Para mí, como cristiano, es en cierto modo comprensible que existan personas que dicen no creer en Dios. Los teólogos llegan incluso a asumir cristianamente el ateísmo como una manera más de creer, hasta el punto de plantear una cierta purificación de la vida espiritual por medio de la eliminación de “dioses” y “estructuras”. Hablamos de cristianos anónimos, del ateísmo religioso, de la recuperación de sociedades politeístas. En nuestra lectura de la realidad, Dios no desaparece por mucho que la persona se empeñe en ello.
Como persona, comprendo igualmente el rechazo de muchos a ciertas prácticas y el mal de la generalización que nace de lo más pobre para enjuiciar todo. No es algo propio del siglo XXI. Siempre ha sido así. Y arrastramos tiempos en los que se ha condenado la religión con la intención soterrada de evitarse ciertas preguntas.
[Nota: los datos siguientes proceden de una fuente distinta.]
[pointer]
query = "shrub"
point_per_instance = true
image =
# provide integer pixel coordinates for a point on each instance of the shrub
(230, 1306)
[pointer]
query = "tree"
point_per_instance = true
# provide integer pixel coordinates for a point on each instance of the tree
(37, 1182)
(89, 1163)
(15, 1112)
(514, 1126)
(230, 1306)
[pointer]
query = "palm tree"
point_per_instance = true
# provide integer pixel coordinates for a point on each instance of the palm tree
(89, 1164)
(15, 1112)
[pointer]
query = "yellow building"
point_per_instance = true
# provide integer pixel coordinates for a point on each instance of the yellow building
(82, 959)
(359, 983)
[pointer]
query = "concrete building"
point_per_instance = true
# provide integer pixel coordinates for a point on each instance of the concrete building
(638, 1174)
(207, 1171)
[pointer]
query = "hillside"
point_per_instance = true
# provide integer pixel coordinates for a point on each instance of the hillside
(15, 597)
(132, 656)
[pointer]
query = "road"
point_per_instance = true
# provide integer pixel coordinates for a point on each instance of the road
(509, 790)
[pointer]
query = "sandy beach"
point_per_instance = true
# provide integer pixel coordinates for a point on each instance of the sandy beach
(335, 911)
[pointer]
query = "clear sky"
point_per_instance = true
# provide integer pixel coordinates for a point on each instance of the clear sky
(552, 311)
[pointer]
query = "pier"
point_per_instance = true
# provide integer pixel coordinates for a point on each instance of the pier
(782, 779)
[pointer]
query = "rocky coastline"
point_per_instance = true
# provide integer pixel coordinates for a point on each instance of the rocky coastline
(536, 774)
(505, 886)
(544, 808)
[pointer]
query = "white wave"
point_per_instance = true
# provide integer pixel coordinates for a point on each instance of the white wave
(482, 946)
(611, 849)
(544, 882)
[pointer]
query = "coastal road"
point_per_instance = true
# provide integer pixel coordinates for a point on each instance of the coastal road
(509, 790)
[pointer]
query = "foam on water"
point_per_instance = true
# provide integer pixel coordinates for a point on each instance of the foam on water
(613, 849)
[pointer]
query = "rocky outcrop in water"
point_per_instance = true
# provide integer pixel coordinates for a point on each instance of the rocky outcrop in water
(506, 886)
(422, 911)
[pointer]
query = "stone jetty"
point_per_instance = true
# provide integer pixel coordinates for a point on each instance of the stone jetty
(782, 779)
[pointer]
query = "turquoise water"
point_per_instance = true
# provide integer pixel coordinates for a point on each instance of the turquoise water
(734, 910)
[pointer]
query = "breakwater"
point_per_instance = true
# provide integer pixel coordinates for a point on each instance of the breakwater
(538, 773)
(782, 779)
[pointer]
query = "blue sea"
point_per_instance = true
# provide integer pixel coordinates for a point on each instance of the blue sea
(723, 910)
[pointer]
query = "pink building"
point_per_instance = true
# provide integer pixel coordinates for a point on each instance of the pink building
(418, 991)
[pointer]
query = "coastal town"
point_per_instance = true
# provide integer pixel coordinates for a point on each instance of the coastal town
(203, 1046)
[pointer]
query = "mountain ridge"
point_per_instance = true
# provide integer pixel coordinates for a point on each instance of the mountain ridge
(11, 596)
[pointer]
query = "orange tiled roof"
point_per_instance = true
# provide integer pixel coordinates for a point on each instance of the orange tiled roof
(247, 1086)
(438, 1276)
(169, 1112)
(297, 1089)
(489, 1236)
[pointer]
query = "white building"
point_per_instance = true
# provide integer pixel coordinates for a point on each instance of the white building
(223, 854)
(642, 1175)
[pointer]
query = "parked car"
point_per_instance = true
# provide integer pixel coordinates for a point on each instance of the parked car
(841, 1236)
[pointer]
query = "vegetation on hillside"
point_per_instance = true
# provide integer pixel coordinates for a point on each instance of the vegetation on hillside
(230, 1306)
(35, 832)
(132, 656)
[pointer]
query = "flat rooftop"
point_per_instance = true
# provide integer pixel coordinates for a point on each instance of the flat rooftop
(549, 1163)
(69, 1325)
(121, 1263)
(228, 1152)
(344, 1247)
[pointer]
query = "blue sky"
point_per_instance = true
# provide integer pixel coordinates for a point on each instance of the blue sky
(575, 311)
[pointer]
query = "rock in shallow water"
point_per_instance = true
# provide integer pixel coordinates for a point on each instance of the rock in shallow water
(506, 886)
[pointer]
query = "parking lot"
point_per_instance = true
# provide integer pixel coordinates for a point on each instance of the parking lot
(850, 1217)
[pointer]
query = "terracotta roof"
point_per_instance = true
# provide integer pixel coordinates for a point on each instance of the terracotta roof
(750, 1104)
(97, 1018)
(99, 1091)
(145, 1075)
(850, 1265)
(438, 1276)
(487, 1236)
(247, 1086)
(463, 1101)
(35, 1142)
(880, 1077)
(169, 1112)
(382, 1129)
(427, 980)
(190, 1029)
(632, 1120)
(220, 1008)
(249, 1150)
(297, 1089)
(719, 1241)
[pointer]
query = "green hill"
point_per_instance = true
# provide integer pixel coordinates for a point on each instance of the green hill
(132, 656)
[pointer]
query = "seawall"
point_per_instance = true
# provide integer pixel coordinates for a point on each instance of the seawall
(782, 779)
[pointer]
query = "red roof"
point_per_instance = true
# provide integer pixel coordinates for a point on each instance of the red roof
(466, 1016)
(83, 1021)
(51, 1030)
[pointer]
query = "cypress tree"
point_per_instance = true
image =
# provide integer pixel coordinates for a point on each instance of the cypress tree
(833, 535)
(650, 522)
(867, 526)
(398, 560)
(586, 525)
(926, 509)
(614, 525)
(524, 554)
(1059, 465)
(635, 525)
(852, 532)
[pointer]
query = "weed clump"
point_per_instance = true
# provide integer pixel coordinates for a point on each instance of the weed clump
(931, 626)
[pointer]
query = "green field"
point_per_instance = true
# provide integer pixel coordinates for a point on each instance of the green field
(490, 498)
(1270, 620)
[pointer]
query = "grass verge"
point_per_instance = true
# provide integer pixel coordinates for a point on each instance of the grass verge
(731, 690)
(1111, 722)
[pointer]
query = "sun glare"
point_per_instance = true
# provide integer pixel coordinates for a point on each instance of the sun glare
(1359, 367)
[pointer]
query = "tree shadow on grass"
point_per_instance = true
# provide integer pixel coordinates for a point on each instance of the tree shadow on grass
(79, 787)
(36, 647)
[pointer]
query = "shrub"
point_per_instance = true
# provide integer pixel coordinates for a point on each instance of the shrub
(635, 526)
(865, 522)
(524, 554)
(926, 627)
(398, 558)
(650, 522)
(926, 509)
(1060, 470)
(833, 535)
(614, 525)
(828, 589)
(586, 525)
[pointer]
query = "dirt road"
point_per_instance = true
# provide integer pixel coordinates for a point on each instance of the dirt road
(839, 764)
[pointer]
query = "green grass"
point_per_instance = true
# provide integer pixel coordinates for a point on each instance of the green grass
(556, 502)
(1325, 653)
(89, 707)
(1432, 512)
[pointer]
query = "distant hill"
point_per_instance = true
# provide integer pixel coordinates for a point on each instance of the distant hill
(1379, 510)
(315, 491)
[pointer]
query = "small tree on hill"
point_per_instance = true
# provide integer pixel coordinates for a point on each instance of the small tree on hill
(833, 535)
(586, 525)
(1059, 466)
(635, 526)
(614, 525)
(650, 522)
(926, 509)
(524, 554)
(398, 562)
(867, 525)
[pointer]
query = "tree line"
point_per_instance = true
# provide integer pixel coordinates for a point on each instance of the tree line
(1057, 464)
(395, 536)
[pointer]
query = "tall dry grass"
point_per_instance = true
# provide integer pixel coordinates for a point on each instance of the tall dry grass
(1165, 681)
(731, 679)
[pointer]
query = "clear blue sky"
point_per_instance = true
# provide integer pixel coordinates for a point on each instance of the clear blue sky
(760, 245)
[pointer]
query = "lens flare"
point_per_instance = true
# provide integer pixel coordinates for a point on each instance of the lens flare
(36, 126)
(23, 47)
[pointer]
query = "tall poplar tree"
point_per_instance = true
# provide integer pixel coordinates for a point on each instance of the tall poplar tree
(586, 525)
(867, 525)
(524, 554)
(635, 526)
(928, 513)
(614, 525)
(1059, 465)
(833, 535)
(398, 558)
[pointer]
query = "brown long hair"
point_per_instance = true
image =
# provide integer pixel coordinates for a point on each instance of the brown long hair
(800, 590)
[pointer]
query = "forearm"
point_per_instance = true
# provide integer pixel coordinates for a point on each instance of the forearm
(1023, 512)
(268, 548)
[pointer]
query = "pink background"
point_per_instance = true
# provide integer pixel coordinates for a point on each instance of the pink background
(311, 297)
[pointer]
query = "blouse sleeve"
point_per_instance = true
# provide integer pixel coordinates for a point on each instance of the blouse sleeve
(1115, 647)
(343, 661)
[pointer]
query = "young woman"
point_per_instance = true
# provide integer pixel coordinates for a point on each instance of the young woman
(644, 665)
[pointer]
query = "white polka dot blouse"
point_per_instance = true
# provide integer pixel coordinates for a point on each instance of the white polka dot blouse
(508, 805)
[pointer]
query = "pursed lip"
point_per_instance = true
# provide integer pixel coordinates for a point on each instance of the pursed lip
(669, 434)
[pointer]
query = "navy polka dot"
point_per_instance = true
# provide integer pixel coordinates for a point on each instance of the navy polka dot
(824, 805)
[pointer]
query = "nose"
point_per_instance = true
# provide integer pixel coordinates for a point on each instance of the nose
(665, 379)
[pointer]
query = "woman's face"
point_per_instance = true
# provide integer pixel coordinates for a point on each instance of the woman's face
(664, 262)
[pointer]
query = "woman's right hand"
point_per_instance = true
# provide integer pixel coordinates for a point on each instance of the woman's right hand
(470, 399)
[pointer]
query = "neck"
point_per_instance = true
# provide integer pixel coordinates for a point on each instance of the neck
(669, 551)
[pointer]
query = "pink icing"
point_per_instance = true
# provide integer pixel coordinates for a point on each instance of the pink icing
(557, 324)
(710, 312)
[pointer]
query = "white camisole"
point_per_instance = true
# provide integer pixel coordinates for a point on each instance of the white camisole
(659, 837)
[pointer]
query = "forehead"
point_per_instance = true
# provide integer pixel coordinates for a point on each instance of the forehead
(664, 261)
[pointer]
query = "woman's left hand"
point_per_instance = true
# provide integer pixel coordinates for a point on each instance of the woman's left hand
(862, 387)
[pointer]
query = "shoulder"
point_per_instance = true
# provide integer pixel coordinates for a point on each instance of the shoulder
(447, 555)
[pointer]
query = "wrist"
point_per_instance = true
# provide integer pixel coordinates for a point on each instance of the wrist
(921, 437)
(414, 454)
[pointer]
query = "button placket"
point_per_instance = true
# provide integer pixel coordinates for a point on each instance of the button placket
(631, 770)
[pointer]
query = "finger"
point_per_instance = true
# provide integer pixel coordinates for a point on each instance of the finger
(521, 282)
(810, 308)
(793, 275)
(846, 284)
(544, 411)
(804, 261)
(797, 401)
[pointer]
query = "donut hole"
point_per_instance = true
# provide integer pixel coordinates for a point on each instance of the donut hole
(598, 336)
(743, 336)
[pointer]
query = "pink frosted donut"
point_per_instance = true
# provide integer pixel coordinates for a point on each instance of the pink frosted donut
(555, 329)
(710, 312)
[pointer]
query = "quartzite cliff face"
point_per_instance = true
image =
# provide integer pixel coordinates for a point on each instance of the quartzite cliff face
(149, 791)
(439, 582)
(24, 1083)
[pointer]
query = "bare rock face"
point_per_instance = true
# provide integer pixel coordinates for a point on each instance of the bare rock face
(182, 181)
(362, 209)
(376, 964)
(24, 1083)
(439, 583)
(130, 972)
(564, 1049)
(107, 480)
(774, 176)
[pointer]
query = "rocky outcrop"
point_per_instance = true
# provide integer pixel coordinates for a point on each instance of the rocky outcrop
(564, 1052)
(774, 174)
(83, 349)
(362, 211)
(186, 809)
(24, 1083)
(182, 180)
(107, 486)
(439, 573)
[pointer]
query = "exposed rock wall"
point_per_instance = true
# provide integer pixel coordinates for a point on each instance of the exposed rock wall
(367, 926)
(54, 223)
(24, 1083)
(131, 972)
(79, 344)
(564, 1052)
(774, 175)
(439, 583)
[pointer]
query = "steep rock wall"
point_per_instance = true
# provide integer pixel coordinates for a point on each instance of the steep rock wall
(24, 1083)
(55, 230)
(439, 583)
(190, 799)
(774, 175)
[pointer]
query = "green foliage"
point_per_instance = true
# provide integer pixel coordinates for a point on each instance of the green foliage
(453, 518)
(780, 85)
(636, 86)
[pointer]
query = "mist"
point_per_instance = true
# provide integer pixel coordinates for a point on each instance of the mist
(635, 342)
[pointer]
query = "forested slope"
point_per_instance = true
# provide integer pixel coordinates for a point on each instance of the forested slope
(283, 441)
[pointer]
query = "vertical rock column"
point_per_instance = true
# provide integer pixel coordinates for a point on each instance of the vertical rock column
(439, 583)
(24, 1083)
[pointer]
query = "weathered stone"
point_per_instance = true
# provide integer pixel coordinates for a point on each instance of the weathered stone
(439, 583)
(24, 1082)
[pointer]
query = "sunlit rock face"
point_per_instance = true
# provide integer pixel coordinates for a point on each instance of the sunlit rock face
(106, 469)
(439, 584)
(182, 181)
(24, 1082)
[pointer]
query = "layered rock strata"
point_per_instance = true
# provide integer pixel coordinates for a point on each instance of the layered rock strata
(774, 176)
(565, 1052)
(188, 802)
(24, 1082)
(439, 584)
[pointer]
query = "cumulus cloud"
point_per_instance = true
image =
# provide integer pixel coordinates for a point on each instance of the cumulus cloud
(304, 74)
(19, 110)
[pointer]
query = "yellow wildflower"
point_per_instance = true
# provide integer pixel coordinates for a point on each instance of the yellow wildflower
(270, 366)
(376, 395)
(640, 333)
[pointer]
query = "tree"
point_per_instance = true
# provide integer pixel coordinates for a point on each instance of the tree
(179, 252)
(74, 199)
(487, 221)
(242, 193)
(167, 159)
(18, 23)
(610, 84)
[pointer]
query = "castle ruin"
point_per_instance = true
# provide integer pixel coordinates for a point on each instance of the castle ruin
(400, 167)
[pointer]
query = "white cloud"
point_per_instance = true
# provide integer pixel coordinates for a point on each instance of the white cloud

Cuando profundizamos algo más, lo que encontramos en las vidas creyentes no es algo de lo que quepa evadirse, ni mirar hacia otro lado. Hablan y sostienen, de tantos modos como personas hay, eso más grande y mayor, eso más íntimo y personal, eso infinitamente distantes y diferente y al tiempo lo más próximo. Hablan, tanto más cuando hacen que cuando dan discursos, de entrega generosa, de cierta locura y abandono, de una verdad confiable.
Hay verdades, o al menos así me parece, que no se conocen de oídas y solo se aprenden cuando se arriesga, cuando se da el salto exigido por aquel que no quiere bastarse a sí mismo, que ha descubierto que quedarse encerrado sin hacerse preguntas es poco menos que dejarse morir y esclavizarse a la opinión dominante. Pensemos no solo en Dios y lo llamado estrictamente religioso, sino en casi cualquier cuestión fundamental para la persona singular e individual, para la persona de carne y hueso. Pensemos en el amor, en el perdón, en el asombro, en el miedo, en la esperanza. ¿Es posible saber algo de verdad sin el compromiso y la responsabilidad de cada uno? ¿Se puede llegar si no es arriesgándose?
Termino con la provocadora lectura de L. Shestov: “A cambio del ‘placer’ de estar con todos y pensar como todos, hubo de entregar todo”. Y una más: “El hecho mismo de plantear preguntas ata al hombre de pies y manos”.